1. **Trained** an XGBoost model with optimized hyperparameters
2. **Evaluated** the model using accuracy, precision, recall, F1, and AUC-ROC
3. **Visualized** results with confusion matrix, ROC curve, and precision-recall curve
4. **Compared** against the production baseline and confirmed improvement
5. **Validated** hyperparameters before promotion
6. **Updated** Parameter Store with new hyperparameters (with automatic backup)
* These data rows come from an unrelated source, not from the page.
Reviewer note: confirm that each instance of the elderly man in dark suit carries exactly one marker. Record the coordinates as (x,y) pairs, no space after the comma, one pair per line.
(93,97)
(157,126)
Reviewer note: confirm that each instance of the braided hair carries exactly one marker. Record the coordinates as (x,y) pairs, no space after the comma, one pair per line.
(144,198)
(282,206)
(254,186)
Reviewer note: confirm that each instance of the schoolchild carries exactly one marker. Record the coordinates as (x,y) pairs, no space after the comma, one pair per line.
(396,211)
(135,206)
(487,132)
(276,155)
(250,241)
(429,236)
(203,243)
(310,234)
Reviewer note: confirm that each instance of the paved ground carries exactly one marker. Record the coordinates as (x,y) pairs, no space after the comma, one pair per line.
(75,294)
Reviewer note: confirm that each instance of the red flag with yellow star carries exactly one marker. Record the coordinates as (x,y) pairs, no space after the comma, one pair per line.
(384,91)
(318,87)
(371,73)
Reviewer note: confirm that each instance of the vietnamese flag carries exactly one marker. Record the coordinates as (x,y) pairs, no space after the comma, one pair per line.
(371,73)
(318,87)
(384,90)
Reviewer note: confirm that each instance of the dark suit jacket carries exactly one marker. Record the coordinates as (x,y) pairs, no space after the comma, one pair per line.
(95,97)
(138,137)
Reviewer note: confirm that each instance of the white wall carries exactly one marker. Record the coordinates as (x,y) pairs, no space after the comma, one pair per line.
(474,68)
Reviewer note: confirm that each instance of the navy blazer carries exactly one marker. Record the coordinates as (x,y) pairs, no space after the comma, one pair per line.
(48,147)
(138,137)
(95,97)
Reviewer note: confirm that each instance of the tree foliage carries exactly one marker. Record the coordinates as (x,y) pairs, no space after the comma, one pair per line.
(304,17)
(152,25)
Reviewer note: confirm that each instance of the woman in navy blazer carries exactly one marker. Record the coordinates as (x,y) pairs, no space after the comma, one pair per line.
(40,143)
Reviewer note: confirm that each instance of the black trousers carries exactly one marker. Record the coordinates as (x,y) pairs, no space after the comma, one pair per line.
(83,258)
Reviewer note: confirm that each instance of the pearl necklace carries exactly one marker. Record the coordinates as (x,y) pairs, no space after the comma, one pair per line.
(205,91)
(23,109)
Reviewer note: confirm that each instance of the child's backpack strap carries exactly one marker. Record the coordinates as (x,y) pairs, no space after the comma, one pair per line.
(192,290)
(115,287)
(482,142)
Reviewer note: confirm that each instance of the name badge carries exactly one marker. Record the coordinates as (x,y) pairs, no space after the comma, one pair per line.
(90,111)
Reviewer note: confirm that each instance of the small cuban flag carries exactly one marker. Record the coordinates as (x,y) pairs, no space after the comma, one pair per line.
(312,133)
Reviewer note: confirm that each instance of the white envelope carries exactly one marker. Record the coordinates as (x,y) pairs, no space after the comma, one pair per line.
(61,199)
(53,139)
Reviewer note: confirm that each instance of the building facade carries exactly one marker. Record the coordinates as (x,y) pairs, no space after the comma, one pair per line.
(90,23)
7. **Generated** a production configuration file and wrote it to S3
8. **Triggered** the production pipeline for retraining
9. **Deployed** a challenger endpoint for A/B testing

### Next Steps

- **Monitor the A/B test** — track champion vs challenger metrics over the rollout
  stages (1% → 10% → 50% → 100%).
- **Promote the challenger** — once the challenger consistently outperforms the
  champion, call `promote_challenger_to_champion()` to complete the switch.
- **Iterate** — use the other notebooks to explore new features, algorithms, or
  hyperparameter configurations and repeat this promotion workflow.
- **Rollback if needed** — use `integrator.rollback_parameter_store(backup_key)` to
  restore previous Parameter Store values if issues arise.